There's a lot of statistics and facts in this book. It's like a well written psychology paper. I really enjoyed the first half of the book as Cain dove into what makes an introvert and the many forms of introversion. That was fascinating stuff and I found myself agreeing to most of what she said but also being surprised, "Oh I didn't know that," often came to mind. She pointed out so many minor details of day-to-day life that could be triggering for an introvert, making them feel anxious or things that they dislike, and many were on point but also a surprise for me. So long have I lived life in this manner that I didn't really ever notice just how easily I am put off by every day activities.

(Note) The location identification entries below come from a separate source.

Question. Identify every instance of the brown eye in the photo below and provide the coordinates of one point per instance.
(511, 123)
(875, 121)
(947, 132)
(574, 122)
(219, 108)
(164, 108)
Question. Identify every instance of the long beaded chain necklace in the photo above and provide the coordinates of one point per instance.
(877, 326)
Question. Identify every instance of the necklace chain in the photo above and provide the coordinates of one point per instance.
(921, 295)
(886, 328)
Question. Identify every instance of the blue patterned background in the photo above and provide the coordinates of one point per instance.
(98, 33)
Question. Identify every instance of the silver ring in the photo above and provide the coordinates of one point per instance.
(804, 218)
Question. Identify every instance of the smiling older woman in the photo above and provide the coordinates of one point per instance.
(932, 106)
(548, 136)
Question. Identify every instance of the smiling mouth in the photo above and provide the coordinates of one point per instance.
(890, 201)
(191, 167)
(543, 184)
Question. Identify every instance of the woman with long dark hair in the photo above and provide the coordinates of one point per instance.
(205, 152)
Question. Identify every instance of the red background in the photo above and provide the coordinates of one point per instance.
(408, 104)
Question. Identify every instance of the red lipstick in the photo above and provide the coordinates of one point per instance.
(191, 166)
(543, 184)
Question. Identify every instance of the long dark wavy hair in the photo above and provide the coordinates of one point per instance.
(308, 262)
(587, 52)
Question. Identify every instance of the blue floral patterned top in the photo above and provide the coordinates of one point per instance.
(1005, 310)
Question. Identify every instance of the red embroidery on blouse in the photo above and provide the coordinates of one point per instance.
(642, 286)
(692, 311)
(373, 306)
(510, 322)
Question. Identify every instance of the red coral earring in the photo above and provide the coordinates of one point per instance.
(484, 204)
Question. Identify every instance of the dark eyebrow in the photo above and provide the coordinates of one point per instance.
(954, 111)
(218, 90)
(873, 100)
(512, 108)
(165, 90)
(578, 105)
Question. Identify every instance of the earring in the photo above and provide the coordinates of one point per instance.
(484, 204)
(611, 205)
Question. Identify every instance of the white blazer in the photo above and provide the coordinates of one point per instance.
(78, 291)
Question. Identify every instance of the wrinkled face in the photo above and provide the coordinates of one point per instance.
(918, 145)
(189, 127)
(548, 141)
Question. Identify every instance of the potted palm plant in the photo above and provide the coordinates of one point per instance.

The later half of the book was more of a struggle for me and I feel stepped away from my interest. I didn't get through it half as easily as, for me, it became more of a "how to live with an introvert" guide. Granted, that surely will be helpful for extroverts who just can't grasp what introverts are, but it's not so much my cup of tea. I'm an introvert, my boyfriend is an introvert, I think if anything we would need a book on how introverts deal with extroverts if we were to have an extroverted child. 

All in all, this would be a great book for anyone who has a touch of the science/psychology/sociology understanding but also great for anyone who just doesn't get introversion. Life can be hard when you're an introvert in this extrovert world (and boy does she hit the nail on the head with that and how much of a struggle it can be) so any help to get people to understand just what it's about is great in my book.